The provider had not identified that the model and setting of the service limited people’s quality of life and did not reflect best practice. The service was not similar to dwellings other people would live in and was distinguishable from surrounding accommodation.

There had been inconsistent management at the service and relatives raised concerns that the service had not improved sufficiently since the provider took responsibility for it.

Staff had not all received training in learning disabilities or person-centred care. This meant they had a limited understanding of best practice models of care.

Relatives told us they did not always feel involved in their family member’s life. Records showed they had not always been included when decisions had been made on behalf of people who lacked the capacity to make the decisions themselves.

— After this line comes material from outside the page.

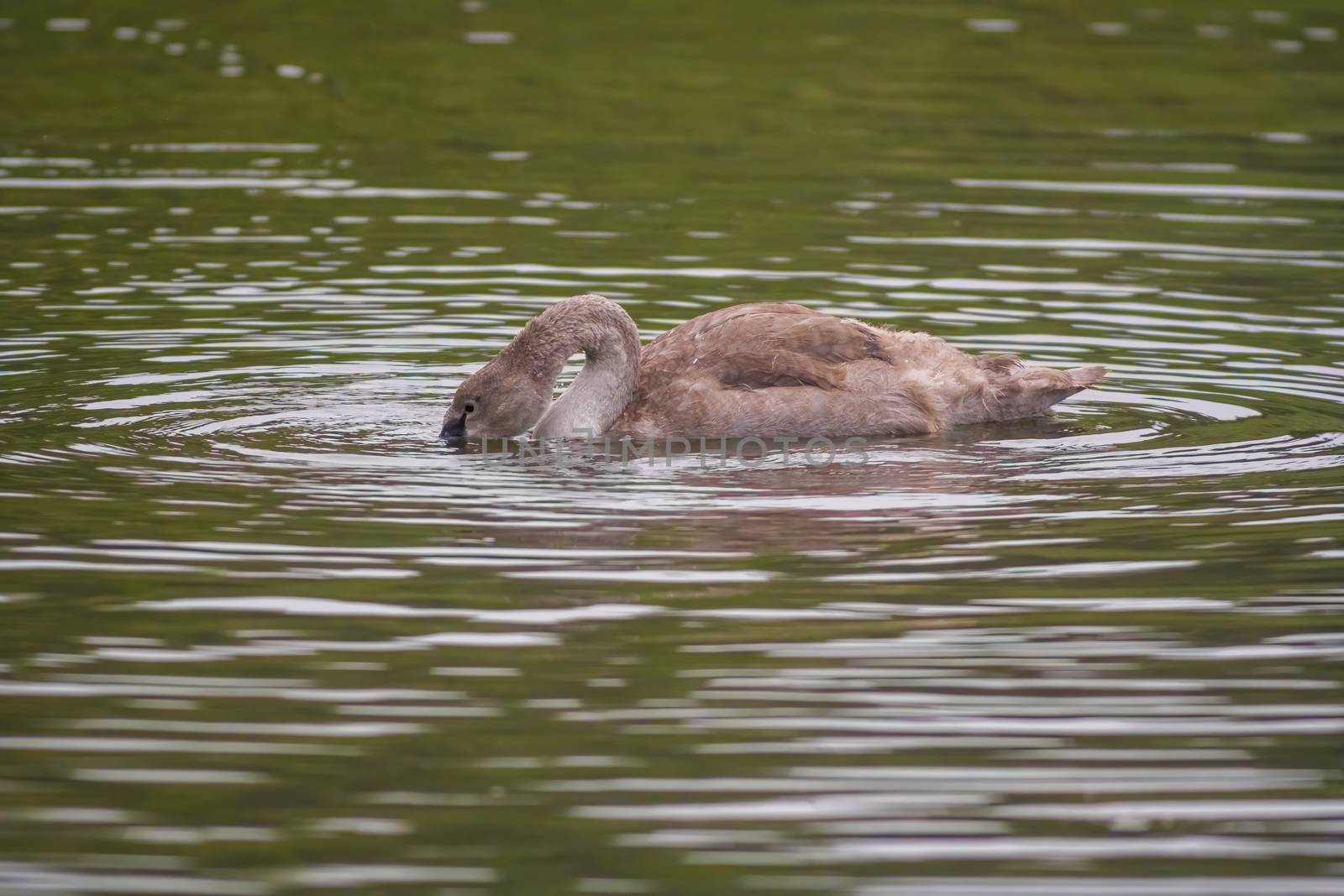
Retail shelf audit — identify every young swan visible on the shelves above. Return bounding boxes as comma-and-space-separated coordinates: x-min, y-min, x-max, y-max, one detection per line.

The provider had not ensured that people’s records and staff skills were in place and up to date. This had a negative impact on people’s quality of life.

Tools and audits to monitor the service had not been used effectively to ensure the service improved and met people’s needs.

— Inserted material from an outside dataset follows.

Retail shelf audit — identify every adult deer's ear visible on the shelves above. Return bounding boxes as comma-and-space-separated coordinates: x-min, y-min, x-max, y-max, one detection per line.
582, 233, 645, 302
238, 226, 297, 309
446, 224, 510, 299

For more details, please see the full report which is on the CQC website at www.cqc.org.uk

Rating at last inspection

The last rating for this service was good (published 30 April 2019). At that time, the setting we visited for this inspection was not part of the service.

Why we inspected

This inspection was prompted by a review of the information we held about this service.

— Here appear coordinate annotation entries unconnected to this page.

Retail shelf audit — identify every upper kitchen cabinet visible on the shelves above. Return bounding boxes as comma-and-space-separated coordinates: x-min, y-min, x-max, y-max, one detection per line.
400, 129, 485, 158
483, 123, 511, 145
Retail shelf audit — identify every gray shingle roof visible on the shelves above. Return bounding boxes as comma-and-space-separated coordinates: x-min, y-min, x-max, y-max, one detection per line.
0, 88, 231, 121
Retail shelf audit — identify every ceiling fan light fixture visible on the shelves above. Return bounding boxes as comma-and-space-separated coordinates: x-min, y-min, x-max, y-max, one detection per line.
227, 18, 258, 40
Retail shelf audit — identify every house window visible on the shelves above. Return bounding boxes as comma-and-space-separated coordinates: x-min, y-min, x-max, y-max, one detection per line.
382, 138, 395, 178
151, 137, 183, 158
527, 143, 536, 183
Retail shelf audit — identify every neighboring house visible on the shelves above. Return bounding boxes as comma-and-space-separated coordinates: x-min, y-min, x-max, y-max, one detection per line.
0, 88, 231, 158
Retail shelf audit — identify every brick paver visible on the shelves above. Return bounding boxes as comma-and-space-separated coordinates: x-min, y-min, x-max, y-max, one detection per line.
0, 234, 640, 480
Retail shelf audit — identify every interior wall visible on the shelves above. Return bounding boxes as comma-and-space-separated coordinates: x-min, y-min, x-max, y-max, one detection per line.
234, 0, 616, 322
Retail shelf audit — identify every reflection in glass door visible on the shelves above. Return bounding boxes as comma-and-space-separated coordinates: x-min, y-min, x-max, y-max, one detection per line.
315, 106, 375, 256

We undertook a focused inspection to review the key questions of safe, effective and well-led only. For those key questions not inspected, we used the ratings awarded at the last inspection to calculate the overall rating.

The overall rating for the service has changed from good to inadequate based on the findings of this inspection.

We have found evidence that the provider needs to make improvements. Please see the safe, effective and well led sections of this report.

You can see what action we have asked the provider to take at the end of this full report.

You can read the report from our last comprehensive inspection, by selecting the ‘all reports’ link for Ambito Community Services South West on our website at www.cqc.org.uk

Enforcement and Recommendations

We have identified breaches in relation to consent, safe care and treatment, person centred care, governance of the service and staffing at this inspection.

Follow up

We will meet with the provider following this report being published to discuss how they will make changes to ensure they improve their rating to at least good. We will work with the local authority to monitor progress. We will continue to monitor information we receive about the service, which will help inform when we next inspect.

The overall rating for this service is ‘Inadequate’ and the service is therefore in ‘special measures’. This means we will keep the service under review and, if we do not propose to cancel the provider’s registration, we will re-inspect within 6 months to check for significant improvements.

If the provider has not made enough improvement within this timeframe and there is still a rating of inadequate for any key question or overall rating, we will take action in line with our enforcement procedures. This will mean we will begin the process of preventing the provider from operating this service. This will usually lead to cancellation of their registration or to varying the conditions the registration.

For adult social care services, the maximum time for being in special measures will usually be no more than 12 months. If the service has demonstrated improvements when we inspect it and it is no longer rated as inadequate for any of the five key questions it will no longer be in special measures.

We proposed to require the provider to report to us each month about the improvements they were making but the provider closed the service before this came into effect.